Ana C. Mafud,^a ^* Yvonne P. Mascarenhas ^a and Alessandro S. Nascimento ^a

^aInstituto de Física de São Carlos, Av. do Trab. Sãocarlense, 400, São Carlos, SP, Brazil
^*Correspondence e-mail: mafud@usp.br

(Received 7 March 2013; accepted 9 April 2013; online 20 April 2013)

In the title compound, C₁₀H₁₀N₄O₂S₂, the tetrazole and benzene rings are almost normal to one another, with a dihedral angle between their planes of 84.33 (9)°. In the crystal, molecules are linked via pairs of bifurcated O—H⋯(N,N) hydrogen bonds, forming inversion dimers with graph-set motif R₄⁴(12).

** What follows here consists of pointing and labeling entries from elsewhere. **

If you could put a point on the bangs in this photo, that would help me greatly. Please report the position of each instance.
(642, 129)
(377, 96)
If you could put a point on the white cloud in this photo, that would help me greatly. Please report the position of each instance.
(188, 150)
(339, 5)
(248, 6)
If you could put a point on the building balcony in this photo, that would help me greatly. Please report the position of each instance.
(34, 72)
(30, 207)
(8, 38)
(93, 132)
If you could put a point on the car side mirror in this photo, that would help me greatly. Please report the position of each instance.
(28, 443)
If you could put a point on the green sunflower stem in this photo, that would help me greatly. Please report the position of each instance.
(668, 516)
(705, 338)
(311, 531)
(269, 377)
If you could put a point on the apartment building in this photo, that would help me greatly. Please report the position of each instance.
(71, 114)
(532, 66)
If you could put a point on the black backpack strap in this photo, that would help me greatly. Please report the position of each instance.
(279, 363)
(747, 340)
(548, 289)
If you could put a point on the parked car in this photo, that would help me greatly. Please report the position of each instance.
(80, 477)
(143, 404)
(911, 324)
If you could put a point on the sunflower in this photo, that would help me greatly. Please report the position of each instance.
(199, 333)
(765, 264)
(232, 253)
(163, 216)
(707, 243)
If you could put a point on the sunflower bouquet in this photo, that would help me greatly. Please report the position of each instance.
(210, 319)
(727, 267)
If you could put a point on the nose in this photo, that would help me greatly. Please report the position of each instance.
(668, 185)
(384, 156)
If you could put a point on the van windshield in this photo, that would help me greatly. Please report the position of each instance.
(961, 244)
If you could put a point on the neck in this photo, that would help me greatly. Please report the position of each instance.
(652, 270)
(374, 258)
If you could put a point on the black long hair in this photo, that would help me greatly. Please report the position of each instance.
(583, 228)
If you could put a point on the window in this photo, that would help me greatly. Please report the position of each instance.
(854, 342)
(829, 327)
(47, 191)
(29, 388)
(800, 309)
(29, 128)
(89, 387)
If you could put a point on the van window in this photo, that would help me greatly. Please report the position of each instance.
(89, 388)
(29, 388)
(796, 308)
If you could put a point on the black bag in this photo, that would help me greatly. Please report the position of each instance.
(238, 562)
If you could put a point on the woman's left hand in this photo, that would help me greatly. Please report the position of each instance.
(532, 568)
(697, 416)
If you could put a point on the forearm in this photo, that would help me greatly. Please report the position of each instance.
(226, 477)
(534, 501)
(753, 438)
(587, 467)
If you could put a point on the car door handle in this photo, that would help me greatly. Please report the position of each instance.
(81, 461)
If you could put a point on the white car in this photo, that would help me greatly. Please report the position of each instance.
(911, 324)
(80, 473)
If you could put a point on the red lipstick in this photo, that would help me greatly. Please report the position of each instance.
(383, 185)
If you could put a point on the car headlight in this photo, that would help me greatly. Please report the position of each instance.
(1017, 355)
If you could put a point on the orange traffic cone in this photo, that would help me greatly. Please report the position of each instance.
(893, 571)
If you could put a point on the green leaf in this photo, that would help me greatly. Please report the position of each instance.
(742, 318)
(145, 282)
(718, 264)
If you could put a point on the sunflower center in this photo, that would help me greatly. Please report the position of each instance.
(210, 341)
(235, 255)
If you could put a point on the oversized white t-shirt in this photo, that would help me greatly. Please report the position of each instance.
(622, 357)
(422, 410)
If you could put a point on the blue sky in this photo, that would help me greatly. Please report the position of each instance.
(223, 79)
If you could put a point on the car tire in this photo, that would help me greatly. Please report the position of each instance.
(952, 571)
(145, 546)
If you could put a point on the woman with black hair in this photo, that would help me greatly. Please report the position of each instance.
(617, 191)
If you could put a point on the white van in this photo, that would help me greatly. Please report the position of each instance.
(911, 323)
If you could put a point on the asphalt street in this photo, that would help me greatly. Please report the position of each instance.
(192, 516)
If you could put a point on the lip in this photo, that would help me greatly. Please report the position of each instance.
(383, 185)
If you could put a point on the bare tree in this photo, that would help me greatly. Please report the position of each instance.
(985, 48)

The dimers are linked by significant π–π interactions involving inversion-related tetrazole rings and inversion-related benzene rings, with centroid–centroid distances of 3.7376 (14) and 3.8444 (15) Å, respectively.

Related literature

For details of the ZINC database, see: Irwin et al. (2012 ). For information on the biological properties of tetrazoles, see: Kees et al. (1989 ); Nolte et al. (1998 ); Mafud & Nascimento (2013 ).

Experimental

Crystal data

C₁₀H₁₀N₄O₂S₂
M_r = 282.34
Triclinic, $[P \overline 1]$
a = 7.1500 (3) Å
b = 8.3770 (3) Å
c = 11.0890 (5) Å
α = 74.7480 (14)°
β = 79.3090 (14)°
γ = 86.286 (3)°
V = 629.58 (4) Å³
Z = 2
Mo Kα radiation
μ = 0.42 mm⁻¹
T = 290 K
0.1 × 0.05 × 0.05 mm

Data collection

Bruker–Nonius KappaCCD diffractometer
Absorption correction: for a cylinder mounted on the φ axis (Dwiggins, 1975 ) T_min = 0.861, T_max = 0.862
15888 measured reflections
2335 independent reflections
1879 reflections with I > 2σ(I)
R_int = 0.079

Refinement

R[F² > 2σ(F²)] = 0.051
wR(F²) = 0.15
S = 1.04
2335 reflections
167 parameters
H atoms treated by a mixture of independent and constrained refinement
Δρ_max = 0.50 e Å⁻³
Δρ_min = −0.30 e Å⁻³

Table 1
Hydrogen-bond geometry (Å, °)

D—H⋯A	D—H	H⋯A	D⋯A	D—H⋯A
O1—H1⋯N1ⁱ	0.81 (4)	2.15 (4)	2.952 (4)	176 (4)
O1—H1⋯N2ⁱ	0.81 (4)	2.51 (4)	3.232 (4)	149 (4)
Symmetry code: (i) -x+1, -y, -z.

Data collection: COLLECT (Nonius, 1999 ); cell refinement: SCALEPACK (Otwinowski & Minor, 1997 ); data reduction: DENZO (Otwinowski & Minor, 1997) and SCALEPACK; program(s) used to solve structure: SIR92 (Altomare et al., 1994 ); program(s) used to refine structure: SHELXL97 (Sheldrick, 2008 ); molecular graphics: ORTEP-3 for Windows (Farrugia, 2012 ) and Mercury (Macrae et al., 2008 ); software used to prepare material for publication: WinGX (Farrugia, 2012).

Supporting information

Crystal structure: contains datablocks global, I. DOI: https://doi.org/10.1107/S160053681300980X/su2571sup1.cif

Structure factors: contains datablock I. DOI: https://doi.org/10.1107/S160053681300980X/su2571Isup2.hkl

Supporting information file. DOI: https://doi.org/10.1107/S160053681300980X/su2571Isup3.cml

checkCIF report

Comment top

The title acid is a screening molecule available in the ZINC database (Irwin et al., 2012) among the 'drugs-now' subset. This molecule has been identified as a PPAR gamma ligand candidate in a virtual screening study. The peroxisome proliferator-activated receptors, isoform gamma, are a transcription factors whom regulating the genes expression (Nolte et al., 1998). The binding was further confirmed in experimental binding assays (Mafud et al., 2013). Since tetrazoles are already known to have glucose lowering effects in vivo (Kees et al., 1989), in this virtual screening we chose some different representative molecules to evaluate the affinities and the extent of receptor activation. We report herein on the crystal structure of the title compound.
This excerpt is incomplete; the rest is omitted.